Sort of unrelated to this is the idea of **internal covariate shift**, which is a fancy term for describing the issue where, when we have many layers of networks, because we're doing many matrix multiplications in between, the scales of our activations can get out of hand quickly. One effective solution from 2015 was **batch normalization**, which is basically an additional operation we insert in between layers (around the same location as ReLUs, where there's some minor discussion about whether it happens before or after ReLUs), where we normalize the activations of that layer to something that has mean=0 and standard deviation=1. This is not so different from the way that we often normalize variables first before doing analyses on them, in more standard statistical problems. BatchNorm not only significantly improved training by reducing internal covariate shift, but it also had some auxiliary benefits like adding some regularization, since the normalization was performed *per-batch*, which means the randomness of SGD provided some regularizing effect.

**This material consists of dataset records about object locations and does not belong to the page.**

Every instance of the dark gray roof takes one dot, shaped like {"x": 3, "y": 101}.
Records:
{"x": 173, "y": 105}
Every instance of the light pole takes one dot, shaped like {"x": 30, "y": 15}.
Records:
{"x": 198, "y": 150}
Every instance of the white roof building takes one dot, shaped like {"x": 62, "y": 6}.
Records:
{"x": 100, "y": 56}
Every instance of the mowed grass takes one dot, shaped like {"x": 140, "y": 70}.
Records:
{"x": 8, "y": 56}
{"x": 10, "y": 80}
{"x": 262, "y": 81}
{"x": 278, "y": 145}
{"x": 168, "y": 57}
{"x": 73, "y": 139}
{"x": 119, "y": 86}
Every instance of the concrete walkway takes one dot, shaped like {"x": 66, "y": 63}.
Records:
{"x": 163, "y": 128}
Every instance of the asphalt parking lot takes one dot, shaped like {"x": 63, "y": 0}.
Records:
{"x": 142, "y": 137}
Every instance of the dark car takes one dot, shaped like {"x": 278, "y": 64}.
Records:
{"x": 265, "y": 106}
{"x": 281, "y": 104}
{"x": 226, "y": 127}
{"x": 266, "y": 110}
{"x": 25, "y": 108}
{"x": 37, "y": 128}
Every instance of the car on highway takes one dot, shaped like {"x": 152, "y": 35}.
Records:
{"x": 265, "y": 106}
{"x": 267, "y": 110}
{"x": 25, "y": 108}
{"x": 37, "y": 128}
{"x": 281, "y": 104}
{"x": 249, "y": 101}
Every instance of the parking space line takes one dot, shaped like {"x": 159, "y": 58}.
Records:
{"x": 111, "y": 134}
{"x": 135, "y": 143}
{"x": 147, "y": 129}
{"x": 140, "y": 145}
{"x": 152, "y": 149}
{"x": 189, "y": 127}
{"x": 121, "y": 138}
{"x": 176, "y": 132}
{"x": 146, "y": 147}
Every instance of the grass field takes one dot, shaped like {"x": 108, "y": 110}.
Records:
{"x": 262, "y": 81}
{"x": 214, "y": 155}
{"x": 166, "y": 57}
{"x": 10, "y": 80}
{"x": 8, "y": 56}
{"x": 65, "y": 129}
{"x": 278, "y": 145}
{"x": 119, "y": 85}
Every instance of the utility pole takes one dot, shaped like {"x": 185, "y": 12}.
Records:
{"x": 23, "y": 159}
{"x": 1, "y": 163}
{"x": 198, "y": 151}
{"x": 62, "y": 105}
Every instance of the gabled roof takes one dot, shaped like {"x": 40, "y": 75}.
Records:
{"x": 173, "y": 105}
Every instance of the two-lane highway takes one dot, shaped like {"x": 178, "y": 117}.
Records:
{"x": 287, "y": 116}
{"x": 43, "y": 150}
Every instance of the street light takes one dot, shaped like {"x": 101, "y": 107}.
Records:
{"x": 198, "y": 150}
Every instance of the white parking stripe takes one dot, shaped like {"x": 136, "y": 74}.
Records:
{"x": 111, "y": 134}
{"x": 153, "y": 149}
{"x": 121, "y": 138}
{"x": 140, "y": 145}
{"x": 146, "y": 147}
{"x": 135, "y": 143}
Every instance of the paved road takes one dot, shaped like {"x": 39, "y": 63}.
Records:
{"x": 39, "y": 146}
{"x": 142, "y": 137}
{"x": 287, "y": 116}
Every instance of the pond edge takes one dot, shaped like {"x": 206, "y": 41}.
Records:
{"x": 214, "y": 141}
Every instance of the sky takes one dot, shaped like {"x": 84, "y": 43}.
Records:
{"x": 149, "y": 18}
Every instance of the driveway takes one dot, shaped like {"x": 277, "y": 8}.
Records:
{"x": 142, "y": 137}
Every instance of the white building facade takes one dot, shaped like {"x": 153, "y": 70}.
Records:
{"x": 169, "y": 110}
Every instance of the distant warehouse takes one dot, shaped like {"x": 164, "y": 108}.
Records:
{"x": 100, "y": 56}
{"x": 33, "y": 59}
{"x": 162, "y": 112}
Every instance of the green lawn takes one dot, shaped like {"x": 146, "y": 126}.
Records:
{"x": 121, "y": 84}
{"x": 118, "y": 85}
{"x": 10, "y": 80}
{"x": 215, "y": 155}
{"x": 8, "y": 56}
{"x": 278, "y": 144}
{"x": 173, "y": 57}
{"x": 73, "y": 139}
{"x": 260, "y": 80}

So back to SELUs. The authors (by the way, Sepp Hochreiter is the co-creator of the LSTM) basically asked "is it possible to have an activation function that encourages activations to look statistically like standard normals, without any additional operations?" In other words, can we get something BatchNorm-like, without having to go through BatchNorm and just using a different activation function?

The answer is yes. That's SELU.

$$ \text{SELU}(x) = \lambda \begin{cases} x, &\text{if }x>0 \\ \alpha e^x-\alpha, &\text{otherwise} \end{cases} $$Through some math (a 90-page appendix!), they show that this has exactly the properties we want, for the right values of $\lambda$ and $\alpha$. Now what are those values? It turns out they're:

$$ \alpha = 1.6732632423543772848170429916717 \\ \lambda = 1.0507009873554804934193349852946 $$(Don't worry, there *are* closed form solutions for them!)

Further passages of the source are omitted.